- Hospital-based telemedicine and remote monitoring capabilities that extend access to specialty care and other services are becoming increasingly an increasingly popular option for patients and providers.
As more healthcare consumers cite the benefits of telemedicine, such as convenience and lower travel costs, hospitals are beginning to meet consumer demands while capitalizing on the improvements telemedicine brings to their healthcare services.
Horizon Home Health offers customized in-home telemedicine to patients
Through the use of a 4G tablet and Bluetooth devices, patients in rural Treasure Valley, Idaho, can monitor their vital signs and answer symptom questions daily through a single user portal. The portal is customized to a patient’s specific disease condition and experience, and can be used by patients to alert providers about health conditions in real time.
The aim of Horizon’s extension of telemedicine and patient monitoring is to improve health outcomes for chronic conditions involving cardiac disease, respiratory issues, and diabetes. These new digital healthcare initiatives also help with organizational goals such as reducing hospital admissions and keeping patients comfortable in their homes.
“With the patient’s care plan loaded onto the 4G tablet, no landline required, telehealth is now much more user-friendly and easy to use, which will allow us to achieve these goals,” said Ashley Pentzer, Director of Business Development for Horizon.
“We aim to be great partners with other facilities in our community by having a process in place to reduce the number of hospitalizations to below state and national averages,” said Carrie Birch, Director of Nursing at Horizon.
St. Vincent uses telemedicine to deliver transplant care within rural Indiana
In June of 2017, St. Vincent Hospital will begin to see patients at two new kidney transplant telemedicine clinics located within rural communities in Indiana.
The hospital is offering the satellite locations for patients located outside the greater Indianapolis area as a way to consult with St. Vincent transplant surgeons, specialists and social workers for their pre-surgery tests and evaluations. The satellite locations will; provide rural patients the experience of an in-person consultation without the patient needing to leave the comfort of their home communities.
“Thanks to the telemedicine technology in our clinics, patients who live outside of our immediate coverage area can receive care closer to home and would only have to travel to Indianapolis for their transplant surgery and all initial post-transplant follow-up care,” said St. Vincent Abdominal Transplant Program Executive Director Mary Ann Palumbi, RN.
Providers will initiate consults by traveling to the satellite locations to meet patients in-person. For their initial visit, patients will receive a full pre-surgical evaluation including a physical exam. On-site specialists will use telemedicine technology for real-time communication with a transplant physician, and a kidney transplant team stationed at their main transplant facility in Indianapolis. Additional testing will be completed at outside facilities.
By expanding its services to underserved pockets of the state via telemedicine, the St. Vincent transplant team can save patients from unnecessary long drives while improving their health outcomes.
“Thanks to the telemedicine technology in our clinics, patients who live outside of our immediate coverage area can receive care closer to home and would only have to travel to Indianapolis for their transplant surgery and all initial post-transplant follow-up care,” said Palumbi.
Appalachian Regional Healthcare’s work in home telemedicine delivery earns recognition
Appalachian Regional Healthcare (ARH) received the Mid-Atlantic Telehealth Resource Center’s (MATRC) 2017 award for Telehealth Excellence in Service for Rural and/or Medically Underserved Populations for its successful remote monitoring initiative.
ARH’s Remote Patient Monitoring Program (RPMP) helps patients with cardiovascular and pulmonary diseases manage their conditions following hospital discharge to decrease repeat preventable readmissions within 30 days of their discharge.
Patients are identified by the hospital’s case manager, and have monitoring devices installed in their homes following discharge.

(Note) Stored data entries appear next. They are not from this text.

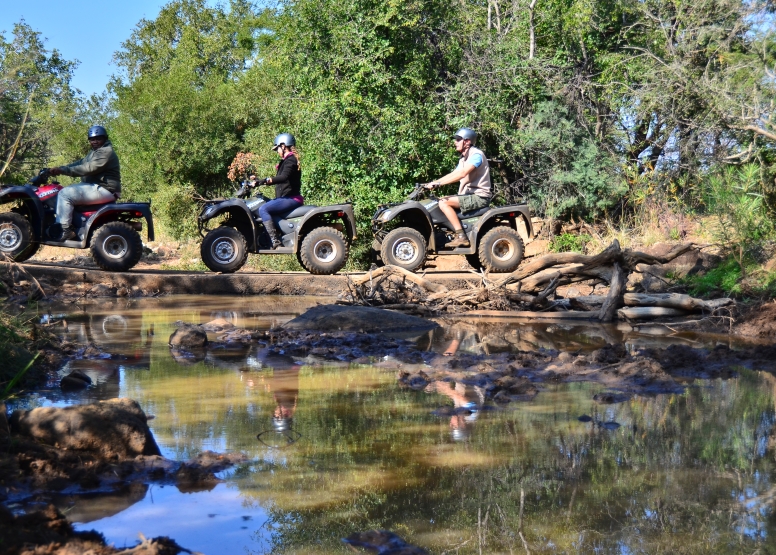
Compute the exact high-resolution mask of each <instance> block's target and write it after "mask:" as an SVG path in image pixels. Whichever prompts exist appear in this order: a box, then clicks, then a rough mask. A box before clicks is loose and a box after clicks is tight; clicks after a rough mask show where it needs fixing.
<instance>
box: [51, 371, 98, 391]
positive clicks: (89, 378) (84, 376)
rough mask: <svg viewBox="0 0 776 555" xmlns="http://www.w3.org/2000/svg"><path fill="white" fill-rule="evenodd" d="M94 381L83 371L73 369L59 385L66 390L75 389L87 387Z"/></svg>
mask: <svg viewBox="0 0 776 555" xmlns="http://www.w3.org/2000/svg"><path fill="white" fill-rule="evenodd" d="M91 383H92V379H91V378H90V377H89V376H87V375H86V374H84V373H83V372H81V371H80V370H73V371H72V372H70V373H69V374H68V375H67V376H65V377H64V378H62V380H61V381H60V382H59V387H61V388H62V389H63V390H65V391H74V390H76V389H86V388H87V387H89V386H90V385H91Z"/></svg>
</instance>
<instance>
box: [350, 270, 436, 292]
mask: <svg viewBox="0 0 776 555" xmlns="http://www.w3.org/2000/svg"><path fill="white" fill-rule="evenodd" d="M383 274H394V275H400V276H402V277H404V278H405V279H406V280H407V281H411V282H412V283H414V284H415V285H417V286H418V287H422V288H423V289H425V290H426V291H432V292H434V293H444V292H445V291H447V287H445V286H444V285H440V284H439V283H434V282H431V281H429V280H427V279H424V278H422V277H420V276H419V275H417V274H413V273H412V272H410V271H408V270H405V269H404V268H399V267H398V266H391V265H388V266H383V267H382V268H377V269H376V270H370V271H369V272H367V273H366V274H365V275H363V276H361V277H359V278H356V279H354V280H353V283H354V284H355V285H364V284H365V283H367V282H369V281H371V280H373V279H374V278H377V277H380V276H382V275H383Z"/></svg>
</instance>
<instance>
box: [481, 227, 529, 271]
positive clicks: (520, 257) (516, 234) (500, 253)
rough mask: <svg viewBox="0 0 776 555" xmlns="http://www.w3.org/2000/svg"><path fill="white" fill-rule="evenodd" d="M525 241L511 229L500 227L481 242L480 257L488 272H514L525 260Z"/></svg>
mask: <svg viewBox="0 0 776 555" xmlns="http://www.w3.org/2000/svg"><path fill="white" fill-rule="evenodd" d="M524 250H525V247H523V239H522V238H521V237H520V235H518V233H517V231H515V230H514V229H512V228H511V227H506V226H498V227H494V228H493V229H491V230H490V231H488V232H487V233H486V234H485V235H484V236H483V237H482V240H481V241H480V245H479V249H478V253H477V254H478V255H479V257H480V262H482V265H483V267H484V268H485V269H486V270H487V271H488V272H494V273H507V272H514V271H515V270H516V269H517V267H518V266H519V265H520V261H521V260H523V252H524Z"/></svg>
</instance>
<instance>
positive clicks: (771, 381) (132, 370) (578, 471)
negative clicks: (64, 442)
mask: <svg viewBox="0 0 776 555" xmlns="http://www.w3.org/2000/svg"><path fill="white" fill-rule="evenodd" d="M186 302H187V301H185V300H184V301H181V300H178V301H177V302H173V301H171V300H167V301H164V302H161V301H160V302H156V300H149V301H148V304H142V303H138V304H132V305H131V306H129V307H128V308H127V309H126V310H116V308H115V307H113V306H105V307H102V306H90V307H88V308H86V309H85V311H84V312H82V313H81V314H82V315H81V316H80V317H79V316H78V314H71V315H68V316H67V321H68V331H67V334H71V335H69V336H68V337H69V340H74V341H75V340H78V341H80V340H81V339H78V338H84V339H83V341H91V342H94V343H95V344H97V341H98V340H99V341H100V343H99V347H100V349H101V350H103V352H105V353H108V354H109V355H110V358H109V359H91V360H82V361H78V362H77V363H76V362H73V363H72V365H76V366H78V365H82V366H83V367H84V368H86V371H87V373H90V375H91V376H92V377H93V378H94V377H95V376H96V377H97V378H98V379H97V380H95V381H96V383H97V385H96V386H95V387H93V388H91V389H89V390H87V391H86V392H83V393H82V394H80V395H81V396H80V397H77V396H72V397H68V398H66V399H65V400H63V399H62V398H61V397H57V396H56V395H60V394H59V393H57V392H54V391H52V392H51V393H44V394H42V395H39V396H37V397H34V398H31V399H28V400H26V401H25V402H26V403H28V404H51V403H61V402H83V401H86V400H91V399H94V398H107V397H113V396H126V397H132V398H134V399H137V400H138V401H139V402H140V403H141V406H142V407H143V408H144V410H145V411H146V412H147V413H149V414H153V415H155V419H154V420H152V421H151V424H152V426H153V431H154V435H155V436H156V438H157V441H158V443H159V445H160V447H161V448H162V450H163V452H164V454H165V455H166V456H169V457H172V458H177V459H187V458H190V457H193V456H194V455H196V454H197V453H198V452H200V451H203V450H205V449H212V450H215V451H232V450H235V451H242V452H245V453H247V454H248V455H249V457H250V459H251V461H252V462H251V463H250V464H246V465H244V466H242V467H239V468H237V469H234V471H232V472H231V473H229V474H228V475H226V476H224V478H225V480H226V482H225V483H224V484H221V485H219V486H217V487H216V488H215V489H214V490H212V491H210V492H199V493H191V494H184V493H181V492H180V491H178V490H176V489H175V488H173V487H166V488H158V487H155V486H154V487H151V488H150V490H149V491H148V492H147V493H146V494H144V496H143V497H142V499H136V498H135V497H132V496H131V495H129V494H127V495H125V496H124V497H123V498H122V495H121V494H120V493H119V494H118V495H117V497H115V498H114V499H113V500H111V499H108V498H104V497H103V498H90V499H86V498H79V499H69V500H68V501H67V503H68V504H71V505H72V506H73V507H74V508H73V512H71V513H70V514H71V515H75V516H71V518H72V519H73V520H74V521H77V522H80V523H81V524H79V525H78V526H79V528H81V529H92V528H96V529H97V530H98V531H100V532H102V533H104V534H105V535H106V537H107V538H108V539H109V541H114V542H116V544H117V545H125V544H130V545H131V544H132V543H133V542H134V540H135V537H136V533H137V532H138V531H141V532H142V533H143V534H145V535H146V536H153V535H170V536H172V537H173V538H175V539H176V541H178V543H180V544H181V545H184V546H186V547H187V548H189V549H193V550H196V551H202V552H204V553H224V552H229V553H235V552H251V553H303V552H307V553H313V552H314V553H341V552H342V549H343V547H342V544H341V542H340V539H341V538H343V537H346V536H348V535H350V534H352V533H353V532H356V531H363V530H367V529H372V528H376V529H389V530H394V531H397V532H399V533H400V534H401V535H402V536H403V537H404V538H405V539H406V540H408V541H411V542H412V543H414V544H418V545H422V546H424V547H426V548H428V549H429V550H430V551H432V552H434V553H442V552H456V553H461V554H464V553H480V552H482V553H508V552H525V551H526V549H528V550H530V552H532V553H543V552H553V553H572V552H573V553H578V552H599V553H618V554H619V553H635V552H641V553H655V552H683V553H710V552H724V553H752V552H754V551H756V550H758V549H759V550H760V553H768V552H769V551H768V550H769V549H770V550H771V551H770V552H773V547H772V545H773V544H774V543H773V536H774V532H776V529H775V528H776V515H775V513H774V502H776V494H774V492H776V480H774V477H775V474H774V473H775V472H776V468H775V467H776V457H775V455H776V427H775V418H776V417H775V416H774V399H776V379H774V378H773V377H772V376H770V375H761V374H759V373H757V372H746V371H744V372H742V373H741V375H740V377H739V378H737V379H730V380H715V381H711V382H699V383H696V384H695V385H694V386H693V387H690V388H689V389H688V390H687V391H686V393H684V394H682V395H671V396H669V395H663V396H658V397H654V398H645V397H635V398H633V399H630V400H628V401H626V402H623V403H619V404H613V405H599V404H596V403H595V402H594V401H593V396H594V395H595V394H596V393H598V392H600V391H601V390H602V388H601V387H600V386H597V385H595V384H587V383H574V384H564V385H553V384H545V385H543V386H542V391H541V392H540V393H539V395H538V396H536V397H535V398H533V400H531V401H526V402H523V403H512V404H510V405H509V408H508V409H500V408H498V407H494V406H493V405H492V403H490V402H489V401H487V400H486V397H485V395H484V392H483V391H482V390H481V389H480V388H479V387H478V386H477V385H476V384H466V383H460V382H452V381H444V380H442V381H437V382H433V383H432V384H430V385H429V386H428V388H427V389H426V391H420V392H419V391H412V390H405V389H400V388H399V387H397V384H396V377H395V371H396V370H395V368H388V369H383V368H380V367H378V365H353V366H347V365H339V366H311V365H307V364H299V361H295V360H293V359H292V358H290V357H274V356H270V355H269V354H268V353H267V351H265V350H262V349H260V348H259V347H258V346H257V345H252V346H250V347H239V348H235V349H220V350H213V351H208V352H207V354H206V356H204V357H203V358H202V359H201V360H194V361H188V363H187V364H185V365H181V364H179V363H178V362H176V360H175V359H174V358H173V357H172V356H171V355H170V351H169V348H168V346H167V339H168V337H169V335H170V333H172V330H173V329H174V322H175V321H177V320H182V321H185V322H195V323H205V322H207V321H210V320H213V319H215V318H216V317H222V318H225V319H226V320H228V321H231V322H233V323H235V325H239V326H241V327H251V328H264V329H266V328H268V327H270V326H273V325H277V323H278V321H279V320H282V319H283V318H285V319H289V318H290V317H291V316H292V313H293V311H294V310H297V311H298V312H301V311H302V310H303V308H302V306H303V305H304V303H305V302H307V303H308V306H309V305H310V304H313V303H314V300H309V299H308V300H306V301H305V300H302V301H300V300H296V302H297V303H299V304H297V305H295V308H294V309H293V310H292V309H289V308H285V309H284V308H283V307H282V306H279V305H278V304H276V303H277V301H276V300H273V299H270V300H266V299H262V298H256V299H237V300H228V299H221V298H218V299H212V298H207V297H205V298H196V303H190V304H186ZM230 303H231V304H230ZM262 303H264V304H262ZM273 310H277V313H272V311H273ZM284 310H285V311H286V312H284ZM278 314H283V315H282V316H278ZM116 315H120V316H122V318H123V319H119V318H115V317H114V316H116ZM88 338H91V339H88ZM717 340H718V339H717V338H704V337H692V336H679V337H659V336H655V335H648V334H644V333H638V334H636V333H634V332H632V331H629V330H626V329H621V328H617V327H614V326H593V327H588V326H576V325H575V326H565V325H564V326H559V325H557V324H541V325H534V326H527V325H516V324H510V325H504V324H498V323H489V322H457V323H455V324H452V325H448V326H445V327H443V328H441V329H439V330H436V331H434V332H432V333H429V334H427V335H426V336H425V337H424V338H421V339H420V340H419V341H420V343H419V345H420V346H421V347H422V348H425V349H432V350H435V351H437V352H439V353H443V352H444V351H445V350H447V349H450V348H455V349H457V350H459V351H468V352H483V353H497V352H501V351H504V350H509V349H513V348H520V349H526V350H535V349H539V348H545V349H574V350H577V349H595V348H598V347H600V346H602V345H603V344H605V343H607V342H617V341H622V342H624V343H626V344H628V345H651V344H658V343H659V344H661V345H665V344H666V343H670V342H683V343H686V342H688V341H697V342H706V343H707V344H714V343H715V342H716V341H717ZM454 343H455V344H454ZM133 361H134V362H133ZM137 361H142V362H137ZM100 380H102V381H100ZM101 384H104V385H101ZM582 415H589V416H590V417H591V418H590V422H587V423H586V422H581V421H580V420H579V417H580V416H582ZM608 422H616V423H618V424H620V426H619V427H616V428H615V427H614V426H610V427H609V428H612V429H607V427H606V426H602V425H596V424H595V423H608ZM262 434H264V435H262ZM257 436H262V437H260V438H259V439H257ZM262 438H263V439H262ZM264 440H266V441H264ZM135 494H137V496H139V494H138V492H135ZM131 503H134V504H131ZM129 504H131V506H130V507H127V505H129ZM106 505H107V506H108V507H106ZM111 506H112V508H110V507H111ZM76 507H77V510H76ZM114 510H115V511H118V512H115V514H113V512H114ZM100 515H103V517H102V518H100ZM244 517H247V519H246V518H244ZM95 518H96V519H97V520H94V519H95Z"/></svg>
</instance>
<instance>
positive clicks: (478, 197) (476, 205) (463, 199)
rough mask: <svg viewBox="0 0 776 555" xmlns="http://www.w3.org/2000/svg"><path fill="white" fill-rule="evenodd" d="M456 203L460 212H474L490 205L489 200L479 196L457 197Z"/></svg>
mask: <svg viewBox="0 0 776 555" xmlns="http://www.w3.org/2000/svg"><path fill="white" fill-rule="evenodd" d="M458 202H459V203H460V204H461V212H462V213H463V212H474V211H475V210H479V209H480V208H485V207H486V206H488V205H489V204H490V199H486V198H483V197H481V196H479V195H458Z"/></svg>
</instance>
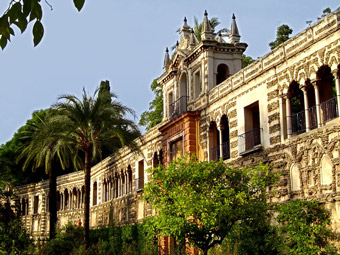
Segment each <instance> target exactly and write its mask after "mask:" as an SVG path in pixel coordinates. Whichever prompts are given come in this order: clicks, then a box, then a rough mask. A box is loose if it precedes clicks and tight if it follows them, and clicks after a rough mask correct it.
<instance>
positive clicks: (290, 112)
mask: <svg viewBox="0 0 340 255" xmlns="http://www.w3.org/2000/svg"><path fill="white" fill-rule="evenodd" d="M288 99H289V102H290V113H287V119H288V122H290V123H289V124H288V125H287V127H288V134H297V133H301V132H304V131H305V130H306V117H305V107H304V99H303V92H302V90H301V89H300V87H299V83H297V82H296V81H293V82H292V83H291V84H290V85H289V89H288Z"/></svg>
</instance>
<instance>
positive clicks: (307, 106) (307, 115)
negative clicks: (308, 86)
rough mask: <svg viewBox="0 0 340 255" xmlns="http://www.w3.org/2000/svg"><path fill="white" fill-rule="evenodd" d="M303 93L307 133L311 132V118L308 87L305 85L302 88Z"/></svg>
mask: <svg viewBox="0 0 340 255" xmlns="http://www.w3.org/2000/svg"><path fill="white" fill-rule="evenodd" d="M301 90H302V91H303V101H304V107H305V122H306V132H308V131H310V117H309V104H308V94H307V86H306V85H304V86H303V87H301Z"/></svg>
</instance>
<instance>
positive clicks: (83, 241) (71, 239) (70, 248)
mask: <svg viewBox="0 0 340 255" xmlns="http://www.w3.org/2000/svg"><path fill="white" fill-rule="evenodd" d="M83 244H84V229H83V228H82V227H78V226H75V225H73V224H72V223H68V224H67V225H65V226H64V227H63V228H62V229H60V230H58V233H57V235H56V236H55V238H54V239H52V240H50V241H48V243H47V244H46V245H45V246H44V247H43V249H42V251H41V253H42V254H46V255H69V254H75V253H76V250H78V249H79V248H80V247H81V246H82V245H83Z"/></svg>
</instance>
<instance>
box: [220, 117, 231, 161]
mask: <svg viewBox="0 0 340 255" xmlns="http://www.w3.org/2000/svg"><path fill="white" fill-rule="evenodd" d="M220 127H221V132H222V158H223V160H226V159H229V158H230V137H229V121H228V118H227V116H226V115H223V116H222V118H221V124H220Z"/></svg>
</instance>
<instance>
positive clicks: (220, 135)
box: [217, 126, 223, 159]
mask: <svg viewBox="0 0 340 255" xmlns="http://www.w3.org/2000/svg"><path fill="white" fill-rule="evenodd" d="M222 130H223V129H222V127H221V126H219V127H218V128H217V132H219V134H220V135H219V138H220V139H219V148H220V158H222V159H223V137H222Z"/></svg>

Each day, the patients record their blood pressure, pulse, weight, and oxygen level, which is collected by bluetooth and sent into a cloud server. The data is reviewed by a registered nurse, who calls the patient and validates the data if patient data is outside healthy levels. Once a nurse evaluates the situation to the fullest, they then consult the patient’s provider. The provider then determines the need for a medical intervention.
The Hazard ARH Regional Medical Center and Harlan ARH Hospital effectively reduced readmissions by 50 percent and 69 percent respectively after implementing the RPMP. The Whitesburg ARH Hospital also launched the RPMP to manage patients with cardiovascular, pulmonary, and diabetic-based diseases.
“This recognition is thanks to all the individuals at ARH who have worked so hard to make these programs a success not only to better our health system, but for the patients whose lives we touch every day and who are now able to better manage health conditions that previously would have required a lengthy hospital stay,” said ARH Manager of Corporate Strategy Isaac Hallam.
“These efforts are an embodiment of our mission and the patients enrolled in these programs are truly benefiting.”
Included at ARH is their qualified CMS Chronic Care Program which encourages doctors and patients to connect outside normal office visits through emails, phone calls and contact by other health care team members under the direction of the patient’s doctor.